Henri was taken to a performance of Le Cid by his uncle, Romain Gagnon, but anyone less Cornelian in spirit it is hard to conceive of. As depicted by Stendhal, this handsome libertine cynic walks into the world of Henry Brulard from the genteelly scabrous pages of Les Liaisons Dangereuses or the novels of Restif de la Bretonne. If, as Dr Gagnon was in the habit of saying, `my son has read nothing', he was still a natural charmer, whose personal and social gifts were enhanced by a none too strenuous practice of the law and by an allowance from his father, with which, as Stendhal succinctly notes, `he bought embroidered coats and kept actresses'.
It was Henri's delight, at the house in Place Grenette, to go upstairs in the evening to his uncle's rooms, to watch him take off these elegant coats and change into a dressing gown before supper, which was served at nine o'clock each night. Then the boy would take up the silver candlestick and solemnly light Romain downstairs. They were always, he remembered, tallow rather than wax candles, but the Gagnons made much of the fact that they were specially made of goat's fat from the mountains around Briancon in the eastern Dauphine.
Romain's glamour made him into another of those figures whom his nephew's imagination eagerly set up against the hated Cherubin, so utterly devoid of elegance or panache. `Young, brilliant and lively, my uncle passed easily for the most attractive man in the city,' he wrote, `to the point at which, years afterwards, Madame Delaunay, seeking to justify her virtue against too many imputed blemishes, said, "All the same, I never yielded to Monsieur Gagnon fils."'
Doubtless it was from among Romain's books that Henri, probably by then an adolescent, got hold of Choderlos de Laclos' Les Liaisons Dangereuses, that fictional archetype of male sexual freebooting aided by female duplicity and competitiveness, which Stendhal later came to believe had been conceived or actually composed in Grenoble, where the author's regiment had been stationed for some years.
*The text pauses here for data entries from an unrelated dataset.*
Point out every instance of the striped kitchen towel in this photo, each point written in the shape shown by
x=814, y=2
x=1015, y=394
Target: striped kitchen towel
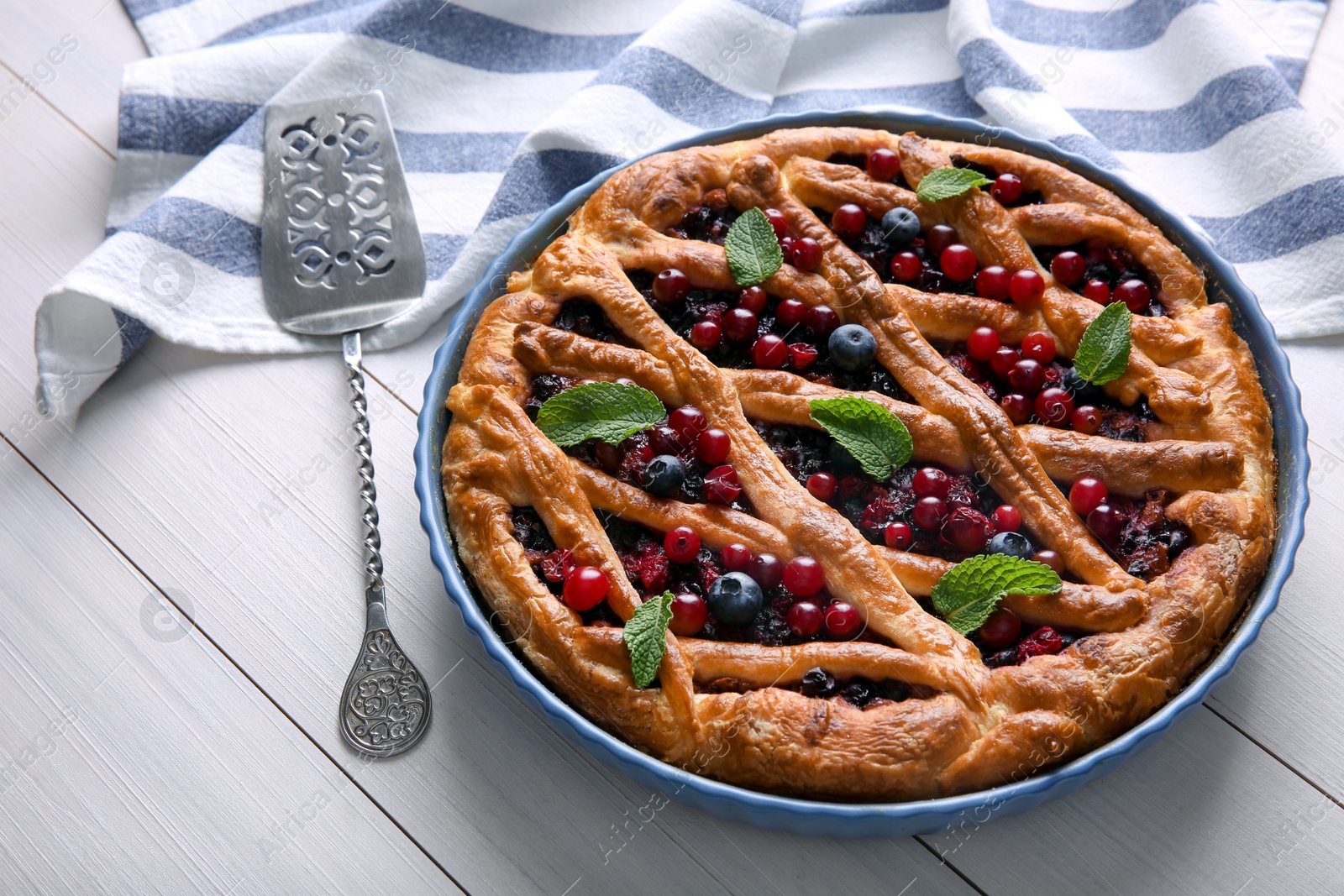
x=503, y=105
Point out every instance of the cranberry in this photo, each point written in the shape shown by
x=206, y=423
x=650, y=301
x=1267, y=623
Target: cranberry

Still more exciting was a pile of paperbound novels which his uncle had thrown aside as pulp reading, but which Henri, forbidden to touch them by Dr Gagnon, seized upon avidly. The most alluringly trashy was evidently the much-reprinted Felicia ou mes fredaines, attributed to the Chevalier de Nerciat, a mildly pornographic tale in which the eponymous heroine, urged by her uncle not to waste time over scruples but to gather her rosebuds while she may, takes him at his word, recounting her erotic adventures to the curious reader.
Ironically this novel, of no literary merit whatever, confirmed Henri in his resolve to become a writer, even if at that stage it was as a dramatist rather than as a novelist that he aimed to succeed. Equally significant was the influence of works such as Felicia, not to speak of Les Liaisons Dangereuses, on Stendhal's view of sex as essentially a matter of successfully achieved conquests a la Don Juan. After his death, in one of the most penetrating tributes paid to the singularity of his genius, his friend Prosper Merimee would recall that `he always seemed convinced by the idea, much canvassed under the Empire, that any woman may be taken by storm and that it is up to every man to attempt it'. We must make what we please of the military metaphor, though it is hard not to equate such a point of view with the image of thrusting, restless imperial acquisitiveness provided by that ultimate totem Napoleon Bonaparte.